Plusieurs secteurs d’activité sont menacés, même les loisirs sont “séquestrés” par les bandits… la situation est plus qu’alarmante, mais les artistes, eux, s’en foutent !

Ces derniers jours, on constate des mouvements de protestation dans plusieurs villes du pays contre la crise généralisée qui gangrène le pays. Le soutien des artistes à ces mouvements leur donnerait un plus grand éclat comme cela se fait dans d’autres pays dans le monde. Mais il n’en reste rien.

Pendant ce temps, certains groupes musicaux comme Nu Look, Zenglen, Disip ont été en tournée dans le pays. D’autres formations musicales et artistes continuent de se produire dans des soirées et concerts à l’étranger. Ce secteur très convoité ne jette aucun regard sur la misère de la population. Actuellement, dans le pays, la criminalité a atteint son paroxysme, la cherté de la vie se fait sentir dans un niveau inédit, la rareté du carburant devient quasiment endémique… Tous les secteurs devraient apporter leurs contributions en vue d’un souffle nouveau, pourtant, dans le milieu musical, c’est la poursuite de certaines mauvaises pratiques. Certains qui se disent présentateurs d’émissions dans les médias traditionnels et sur les réseaux sociaux s’introduisent sans retenu dans les pratiques blasphématoires et diffamatoires. C’est la débandade générale dans ce secteur.

Des artistes populaires et expérimentés sont à couteaux tirés. Ils créent autour d’eux une atmosphère malsaine. Certains d’entre eux sont soupçonnés d’être de connivence avec des bandits, on peut citer par exemple le rappeur Fantom, qui a proféré des menaces de mort contre l’animateur Carel Pedre. Quant au chanteur et sénateur Garcia Delva, son nom est cité dans plusieurs rapports d’organisations des droits humains pour des pratiques louches en complicité avec des civils armés. On peut également mentionner le nom des artistes comme Arly Larivière et Tony Mix qui se sont produits en spectacle dans des quartiers populaires au profit des gangs armés.

Au lieu d’alimenter ces conduites nuisibles, ou encore de se fermer les yeux sur les véritables problèmes qui entravent le bon fonctionnement du pays, ces gens là, qui font partie du milieu culturel, pourraient participer dans des actions en vue d’un renouveau.

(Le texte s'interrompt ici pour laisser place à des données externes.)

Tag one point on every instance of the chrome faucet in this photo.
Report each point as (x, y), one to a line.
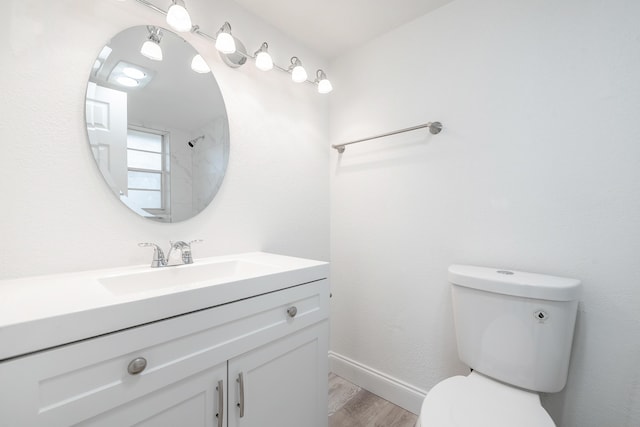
(159, 260)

À Porto Rico, par exemple, le gouverneur Ricardo Rossello a été contraint d’annoncer sa démission en juillet 2019 suite à l’intervention de plusieurs artistes de cette île dans des mouvements populaires contre lui. La plus haute autorité politique de cet État associé aux États-Unis était seulement accusée d’avoir ténu des propos racistes, sexistes et homophobes sur la messagerie cryptée Telegram. Les Portoricains ont occupé les rues pendant plus d’une semaine réclamant le départ de Ricardo Rossello. De nombreux artistes se sont joints au mouvement, et ils ont abouti au résultat escompté. Alors qu’en Haïti on vit le pire et, l’apport des artistes est toujours tiré par les cheveux.

Dans ce mouvement au Porto Rico, des artistes ténors comme Ricky Martin, Residente, Daddy Yankee ont joué un rôle très important. Leur présence a été tellement significative dans la mobilisation citoyenne que le gouverneur ne pouvait pas faire autrement que de tirer la révérence. De nombreuses célébrités de l’île ont dénoncé les propos de Ricardo Rossello. L’acteur Benicio Del Toro, le duo de “Despacito”, Daddy Yankee et Louis Fonsi, ou encore le rappeur Bad Brunny, qui avait même décidé d’interrompre sa tournée en Europe pour participer aux rassemblements. Pourtant, dans le cas de notre pays, les artistes restent toujours dans leur confort, et prêts à oublier toute une population pour des miettes.

Haïti doit renaître de ses cendres avec la participation de toutes les strates de la population. De par leur popularité, les artistes peuvent se constituer comme de véritables lanceurs d’alerte. La situation dans laquelle le pays se trouve est critique, si tous les secteurs d’activités n’apportent pas leurs contributions pour un changement radical, on risque un éclatement général. Rien ne fonctionne, c’est précisément le moment idéal pour les artistes de finir avec leur chimère “Kite Peyi m Mache”.